Monsieur le Maire, cher(e)s collègues,

Notre appréciation sur le dossier Grand Stade de ce jour est le prolongement de notre réflexion du Conseil du 29 novembre. Nous développions deux idées: besoins nouveaux/réponses nouvelles et argent public/gestion publique.

Faut-il un nouvel équipement sportif permettant l'accueil de grandes compétitions sur notre agglomération ? Oui. Dès lors que le stade Chaban Delmas ne répond plus aux normes d'accueil dans de bonnes conditions des sportifs et spectateurs. Oui. Dès lors que prétendre jouer dans la cour des grands clubs européens impose aux Girondins de Bordeaux de nouvelles ambitions en terme de fréquentation et donc d'infrastructures adaptées. Oui. Dès lors que le Grand Stade est un vecteur non négligeable de développement économique et par l'investissement qu'il représente, et par son fonctionnement, et par les activités induites dans le commerce, l'hostellerie et la restauration.

Nous avions annoncé, en novembre, notre préférence pour une maîtrise publique de l'opération. Pourquoi ? Il nous semble que dans un contexte où le sport business domine l'espace médiatique et gangrène le sport en général, la puissance publique doit raison garder ! Face aux pressions du marché qui tend à faire du sport une marchandise comme une autre, où le profit l'emporte sur l'éthique, où ce sont les chaînes télés qui décident du calendrier des matchs, où les joueurs sont cotés, vendus, prêtés ou échangés avec des montants de transfert et des niveaux de salaires démentiels pour ne pas dire indécents, il ne faut pas baisser les bras ! MG Buffet, ministre des sports a eu raison de s'opposer à la mise en bourse des clubs français et d'imposer la répartition des droits télés entre tous les clubs petits ou grands. Son action était en phase avec cette banderole de supporters du virage sud de Bordeaux: « Pour un football populaire, stop business ! ». Oui, chers collègues, il nous faut être capable d'imposer des garde-fous à un foot business entre les mains de quelques milliardaires dont la philanthropie sportive reste à prouver. Oui, il faut interroger les choix politiques d'un État qui réduit les ambitions et les moyens de l'Éducation physique et sportive à l'école, qui réduit les moyens et marges de manœuvre des collectivités locales pour la construction de piscines et gymnases.

C'est pourquoi la solution du « tout privé » ne nous satisfait pas. Il nous semble important de nous doter d'un outil de gouvernance capable non seulement d'exercer un contrôle de l'usage de l'investissement public mais capable aussi d'impulser des missions d'intérêt général.

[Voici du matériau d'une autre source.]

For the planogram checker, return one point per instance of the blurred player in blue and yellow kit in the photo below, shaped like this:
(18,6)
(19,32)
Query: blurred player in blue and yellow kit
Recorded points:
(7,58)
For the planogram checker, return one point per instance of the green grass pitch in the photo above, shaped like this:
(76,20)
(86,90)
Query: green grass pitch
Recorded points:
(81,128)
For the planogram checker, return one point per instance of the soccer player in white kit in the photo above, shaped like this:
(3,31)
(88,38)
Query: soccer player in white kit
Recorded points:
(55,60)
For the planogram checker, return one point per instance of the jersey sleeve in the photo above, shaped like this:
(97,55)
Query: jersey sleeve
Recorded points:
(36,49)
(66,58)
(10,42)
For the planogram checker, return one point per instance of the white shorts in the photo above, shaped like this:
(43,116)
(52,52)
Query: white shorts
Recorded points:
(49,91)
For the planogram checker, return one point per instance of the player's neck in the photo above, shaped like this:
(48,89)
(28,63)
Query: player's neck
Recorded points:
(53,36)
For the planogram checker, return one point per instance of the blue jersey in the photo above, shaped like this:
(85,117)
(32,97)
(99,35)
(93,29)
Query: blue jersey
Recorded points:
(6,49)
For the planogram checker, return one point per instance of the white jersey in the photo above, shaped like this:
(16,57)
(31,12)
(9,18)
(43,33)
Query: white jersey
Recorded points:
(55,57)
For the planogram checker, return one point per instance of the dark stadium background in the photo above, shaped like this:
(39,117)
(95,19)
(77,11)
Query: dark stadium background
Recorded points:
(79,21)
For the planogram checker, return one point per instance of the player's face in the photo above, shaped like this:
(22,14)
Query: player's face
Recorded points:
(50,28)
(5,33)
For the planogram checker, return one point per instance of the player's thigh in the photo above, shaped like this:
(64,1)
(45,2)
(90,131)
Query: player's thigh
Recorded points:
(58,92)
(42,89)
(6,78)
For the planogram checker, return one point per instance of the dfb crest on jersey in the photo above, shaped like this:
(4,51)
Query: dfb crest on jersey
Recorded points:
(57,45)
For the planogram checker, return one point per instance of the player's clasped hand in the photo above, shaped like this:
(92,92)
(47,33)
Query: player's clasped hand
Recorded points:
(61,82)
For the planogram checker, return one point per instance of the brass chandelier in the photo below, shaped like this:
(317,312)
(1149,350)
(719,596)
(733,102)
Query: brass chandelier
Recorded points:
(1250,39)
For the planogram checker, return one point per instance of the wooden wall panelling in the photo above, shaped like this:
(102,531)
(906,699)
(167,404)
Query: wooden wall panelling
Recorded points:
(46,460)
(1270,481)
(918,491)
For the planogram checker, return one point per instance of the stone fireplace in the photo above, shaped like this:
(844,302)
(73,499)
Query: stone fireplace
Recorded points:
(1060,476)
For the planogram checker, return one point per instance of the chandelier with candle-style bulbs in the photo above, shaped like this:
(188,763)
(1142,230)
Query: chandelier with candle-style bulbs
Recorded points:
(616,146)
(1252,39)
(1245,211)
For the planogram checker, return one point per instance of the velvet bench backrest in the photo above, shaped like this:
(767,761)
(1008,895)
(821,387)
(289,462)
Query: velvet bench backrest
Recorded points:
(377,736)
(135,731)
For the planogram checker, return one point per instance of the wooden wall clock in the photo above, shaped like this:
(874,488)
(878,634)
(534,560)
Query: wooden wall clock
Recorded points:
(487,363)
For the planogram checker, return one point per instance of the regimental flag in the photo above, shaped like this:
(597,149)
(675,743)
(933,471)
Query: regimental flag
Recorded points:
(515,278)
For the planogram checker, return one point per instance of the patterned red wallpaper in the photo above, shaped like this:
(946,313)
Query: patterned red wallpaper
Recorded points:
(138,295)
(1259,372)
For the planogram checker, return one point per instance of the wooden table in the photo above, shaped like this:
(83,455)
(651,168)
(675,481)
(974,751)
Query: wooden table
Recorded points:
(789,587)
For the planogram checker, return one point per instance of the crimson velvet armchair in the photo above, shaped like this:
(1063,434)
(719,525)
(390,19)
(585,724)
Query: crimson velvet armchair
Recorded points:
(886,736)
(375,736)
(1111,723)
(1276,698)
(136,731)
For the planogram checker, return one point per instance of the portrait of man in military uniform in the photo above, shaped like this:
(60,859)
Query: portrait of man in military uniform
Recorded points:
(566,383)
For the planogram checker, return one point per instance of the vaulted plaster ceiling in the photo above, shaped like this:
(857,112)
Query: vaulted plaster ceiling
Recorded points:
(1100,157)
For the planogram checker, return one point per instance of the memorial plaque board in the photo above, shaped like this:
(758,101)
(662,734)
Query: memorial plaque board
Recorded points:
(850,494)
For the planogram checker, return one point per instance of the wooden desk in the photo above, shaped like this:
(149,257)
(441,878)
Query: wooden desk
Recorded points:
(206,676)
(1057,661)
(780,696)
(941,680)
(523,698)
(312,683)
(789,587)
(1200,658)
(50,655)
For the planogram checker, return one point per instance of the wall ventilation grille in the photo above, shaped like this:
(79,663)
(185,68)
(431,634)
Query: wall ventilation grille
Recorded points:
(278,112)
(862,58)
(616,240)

Le document que vous soumettez à notre approbation évacue toute possibilité de montage juridique et financier sous l'égide du service public. Pourtant l'étude montrait (page 29) qu'il y avait possibilité d'investir ce champ d'intérêt général: « ...même si le projet de grand stade a pour objet principal la réalisation d'un équipement permettant la pratique d'une activité sportive par des professionnels, il a également pour but de permettre à un très large public l'accès à des manifestations sportives, concerts...etc. »

Or, cette option de montage public est balayée d'un coup de plume (page 31) avec un argument dont il me semble qu'on aurait pu débattre ici: « La ville ne souhaite pas imposer à son futur cocontractant d'obligations particulières quant à la gestion de l'équipement (notamment obligation de pratiquer certains tarifs, d'accueillir des scolaires...) »

C'est donc la forme Partenariat Public Privé qui est proposée: 100 millions de fonds privés et 65 millions de fonds publics. Je rappelle que le montage initial prévoyait 200 millions, dont 50 de l'État ! Puis ce fut 180 millions dont 20 de l'État. On est aujourd'hui à 165 sans le Conseil général dont je comprends et respecte les arguments. Cette valse de chiffres me conduit à émettre des réserves sur le bouclage financier définitif et donc sur la part réellement dévolue, au final, à la ville de Bordeaux. D'ailleurs, le document lui-même conclut en ce sens (page 73): « Les calculs effectués restent théoriques tant que les coûts d'investissements n'ont pas été affinés, que le dialogue compétitif n'a pas eu lieu et que les conditions du marché ne sont pas connues... » Il ne faudrait pas que ce partenariat ne représente qu'une assurance-profit pour les actionnaires privés. Il nous semble que la politique tarifaire, l'accès facilité des publics scolaires ou défavorisés, la coopération avec les clubs amateurs, auraient trouvé de meilleures garanties par la présence des collectivités dans la gouvernance du Grand Stade. Ce n'est pas le cas aujourd'hui. C'est pourquoi nous nous abstenons.